Tout comme Rygar, God Of War nous plonge dans la Grèce antique, où le temps était suspendu au bon vouloir des dieux. Pourtant, le titre de Sony met tout de suite les points sur les i. Nous allons bien côtoyer les dieux, mais l'univers dépeint dans le jeu sera très loin d'être aussi reluisant que celui de l'Iliade. Ainsi, la mise en scène joue clairement avec les éclairages pour faire naître en nous une certaine suspicion à chaque apparition d'un dieu, qu'il s'agisse d'Athena, de Zeus, d'Artemis ou d'Ares. D'ailleurs le titre du jeu est directement lié au dernier dieu susnommé. Sans tout vous dévoiler, God Of War nous conte les aventures épiques de Kratos, l'anti-héros par excellence, qui va devoir entreprendre un long voyage afin de terrasser le dieu de la guerre lui-même. Pourquoi donc ?... Vous le découvrirez bien assez tôt.
Kratos est clairement défini comme un être abject qui n'a jamais vécu que pour lui-même sans rien attendre des autres. Il est donc très intéressant de diriger un tel anti-héros, d'autant qu'au fur et à mesure de l'aventure on se plaît à le huer pour son absence de moralité, sa perversité, sa soif de sang et son désintéressement total pour la misère humaine. Une scène illustre d'ailleurs très bien la mentalité de Kratos qui devra à un moment dénicher une clé pour poursuivre son périple. Après bien des batailles il la trouvera accrochée au cou d'un ancien compagnon bien mal en point qui le remerciera d'être venu à son secours. La scène pourrait être banale sauf que l'issue de cette dernière est d'une grande froideur, Kratos s'emparant de ladite clé mais laissant pourrir son vieux compagnon d'armes dans les entrailles d'un monstre. Aucun remord, aucun regard en arrière, le ton est donné d'autant que ce passage se situe au tout début du jeu, bien qu'il trouve un écho à la fin de l'aventure d'une façon tout aussi perverse et jouissive. Par la suite, de multiples flashbacks nous en apprendront un peu plus sur le passé de Kratos, sur son statut ou sur ses relations avec Ares.
La mise en scène joue un rôle très important dans God Of War. Ainsi, la première cinématique nous montre Kratos, deux semaines avant les événements que nous allons vivre, sur le sommet d'une montagne. Complètement désoeuvré, nous voyons l'homme avancer dans le vide et se jeter dans des abîmes glaciaux où seule la Mort semble l'attendre. Fondu au noir, retour en arrière, le jeu débute. Cette première scène est très intéressante dans le sens où elle semble nous faire comprendre que quoi que nous fassions, une seule issue est envisageable. Sony réussit donc avec cette séquence à appâter le chaland, à lui donner une petite tape dans le dos tout en lui faisant prendre la manette pour lui faire connaître les conséquences d'une telle destinée.

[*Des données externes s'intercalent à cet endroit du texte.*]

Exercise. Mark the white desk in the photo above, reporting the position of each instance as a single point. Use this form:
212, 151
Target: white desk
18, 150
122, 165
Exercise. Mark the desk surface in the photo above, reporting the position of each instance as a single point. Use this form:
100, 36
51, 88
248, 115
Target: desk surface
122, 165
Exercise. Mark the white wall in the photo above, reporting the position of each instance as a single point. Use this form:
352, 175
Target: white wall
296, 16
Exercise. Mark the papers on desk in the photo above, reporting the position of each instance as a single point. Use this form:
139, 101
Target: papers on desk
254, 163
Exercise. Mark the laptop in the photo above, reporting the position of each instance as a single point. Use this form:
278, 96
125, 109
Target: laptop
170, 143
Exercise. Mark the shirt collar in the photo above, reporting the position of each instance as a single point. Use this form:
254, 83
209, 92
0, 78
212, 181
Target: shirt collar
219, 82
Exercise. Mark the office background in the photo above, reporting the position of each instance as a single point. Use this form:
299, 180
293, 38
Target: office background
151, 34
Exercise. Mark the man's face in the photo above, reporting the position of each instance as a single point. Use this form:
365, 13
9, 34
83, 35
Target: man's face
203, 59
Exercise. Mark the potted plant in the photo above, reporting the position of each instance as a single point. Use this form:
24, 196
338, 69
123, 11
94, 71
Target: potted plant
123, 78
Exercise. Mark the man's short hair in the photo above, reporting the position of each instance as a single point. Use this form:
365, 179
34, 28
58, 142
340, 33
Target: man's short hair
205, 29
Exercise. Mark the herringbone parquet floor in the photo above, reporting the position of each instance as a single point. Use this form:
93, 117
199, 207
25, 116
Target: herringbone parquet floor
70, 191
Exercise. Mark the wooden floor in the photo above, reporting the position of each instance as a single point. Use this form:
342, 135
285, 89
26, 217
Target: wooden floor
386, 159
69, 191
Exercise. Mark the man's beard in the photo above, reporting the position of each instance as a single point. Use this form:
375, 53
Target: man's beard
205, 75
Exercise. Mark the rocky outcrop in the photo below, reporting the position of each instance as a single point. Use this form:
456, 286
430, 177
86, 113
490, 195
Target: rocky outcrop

Il sera également de bon ton de féliciter les artistes de SCEA qui ont truffé le jeu de cinématiques en CG aussi esthétisantes que celles d'une production Oddworld Inhabitants, Square Enix ou Pixar. L'outil est maîtrisé et la beauté de ces séquences atteindra son paroxysme dans un flashback guerrier qui nous montre une bataille digne des plus impressionnantes joutes du Seigneur des Anneaux. Hormis le côté imposant de la scène, c'est bien sa réalisation qui s'avère bluffante. Mélangeant l'esthétique d'un tableau de maître et la technique du morphing, le tout oscille entre la peinture rupestre et les enluminures tapissant les murs des temples grecs. Magnifiée par la couleur rouge sang et de superbes jeux d'ombre, cette scène synthétise parfaitement tout ce qui constitue God Of War : le savoir-faire, la beauté et la barbarie.
Gof Of War réussit donc à sacraliser la violence et le sexe en les rendant presque légitimes dans ce contexte mythologique. La réalisation léchée nous abreuve tout au long de l'aventure d'innombrables cinématiques toutes plus belles les unes et surtout indispensables à la bonne compréhension du scénario. Au final, on ne peut que se réjouir de voir des développeurs ayant su modeler les mythes et légendes grecs pour en sortir quelque chose de cohérent cachant un synopsis passionnant, sous des débordements de cruauté sans nom. Si on retrouve des influences provenant de Rygar, PoP 2 ou le récent Shadow Of Rome, God Of War réussit à s'émanciper vis-à-vis de ses pairs en misant avant tout sur une ambiance qui laisse peu de place à la rédemption et au pardon. Si le sang doit couler, il coulera, si la Mort doit intervenir, elle interviendra…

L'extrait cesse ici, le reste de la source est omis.